The imputus came from two friends, John Ruskin and Mike Myers, who run the Ruskin Group Theatre by Santa Monica Airport, and the name for the show came from Hayden’s son, Mason Summit. The first time he saw his mother wearing glasses, he called her “Library Girl” and “Bookworm Beauty.”
Hayden told the Journal she always saw Library Girl as a gathering. “It’s a place for community,” she said. “It’s a place to hear people reading from their own work. People love to come and connect.”
It’s also a family affair. Her son, a singer-songwriter who has released four albums, opens every show with his new material. Each show is based around a theme — usually a lyric or song title. Other nights are tributes or memorials to writers Hayden admires — Sam Shepard, Eudora Welty, Charles Bukowski — or dedicated to local small presses. These are of particular importance to Hayden because, she said, it gives lesser-known authors a “place to be heard, sell their books and get exposed to a new audience.”
Authors are free to read whatever they wish and she doesn’t check the work beforehand. There are only two rules: Each author is limited to seven minutes, and they can’t read off a phone or a tablet. “Library Girl is the opposite of technology,” Hayden said. “The idea is to get away from a screen for a little while and connect with other people.” She compares it to the idea of Shabbat as a time to disconnect from the world and focus on community. The monthly show “is not unlike a congregation at a temple desirous of ritual and gathering as a way to find meaning.”
It’s something she picked up from her family, growing up in Encino in a kosher home and as members of Valley Beth Shalom synagogue. Hayden went to Hebrew school three times a week and spoke fluent Hebrew but found the Conservative congregation a little too constraining. “I couldn’t find my place at the temple, or the connection I was seeking,” she said. She quit as she was heading into the home stretch of her bat mitzvah training.
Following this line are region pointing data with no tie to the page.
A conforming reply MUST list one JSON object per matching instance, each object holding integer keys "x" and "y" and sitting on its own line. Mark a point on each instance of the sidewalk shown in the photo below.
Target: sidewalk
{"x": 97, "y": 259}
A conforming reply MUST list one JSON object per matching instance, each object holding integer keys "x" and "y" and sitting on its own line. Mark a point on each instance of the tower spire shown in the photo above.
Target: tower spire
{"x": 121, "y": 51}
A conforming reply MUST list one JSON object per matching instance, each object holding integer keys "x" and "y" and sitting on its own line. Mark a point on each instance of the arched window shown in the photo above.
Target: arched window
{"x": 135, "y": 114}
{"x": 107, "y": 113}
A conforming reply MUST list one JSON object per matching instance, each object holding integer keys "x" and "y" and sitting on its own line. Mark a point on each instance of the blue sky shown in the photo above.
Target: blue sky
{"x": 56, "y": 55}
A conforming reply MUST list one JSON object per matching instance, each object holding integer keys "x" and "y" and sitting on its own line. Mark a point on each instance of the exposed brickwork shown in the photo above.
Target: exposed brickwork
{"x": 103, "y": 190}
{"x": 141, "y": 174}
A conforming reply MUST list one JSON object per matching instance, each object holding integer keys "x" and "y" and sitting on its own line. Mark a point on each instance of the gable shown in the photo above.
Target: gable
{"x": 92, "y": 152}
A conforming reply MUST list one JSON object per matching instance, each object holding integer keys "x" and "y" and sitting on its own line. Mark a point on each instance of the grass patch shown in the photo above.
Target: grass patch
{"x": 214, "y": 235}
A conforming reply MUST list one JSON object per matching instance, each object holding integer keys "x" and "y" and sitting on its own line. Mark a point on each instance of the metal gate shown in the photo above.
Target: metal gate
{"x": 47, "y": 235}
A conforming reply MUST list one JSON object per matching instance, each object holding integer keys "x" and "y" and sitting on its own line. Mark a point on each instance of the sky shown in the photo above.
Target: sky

Her father was devastated, Hayden said, but recognized she was becoming her own person. She didn’t turn completely away from Judaism, spending summers at Camp JCA Shalom in Malibu, where the observance was more to her liking. “It felt like Judaism-lite. There was a guitarist and on Shabbat everyone wore white and held candles. It was beautiful.”
She also spent time as a teenager at the Jewish Community Center in North Hollywood. Even so, she said, “I’m more of a cultural Jew. I’m grateful for having been raised Jewish and have a greater understanding of it now.”
She also embodies the idea of tikkun olam. She makes no money producing her shows. Every dollar she takes in is donated to the theater.
With Library Girl’s 10th anniversary, Hayden is proud of the community she’s created. “We’re all looking for a place to belong,” she said, noting that Library Girl is “a place where people come to connect and hear each other’s stories.”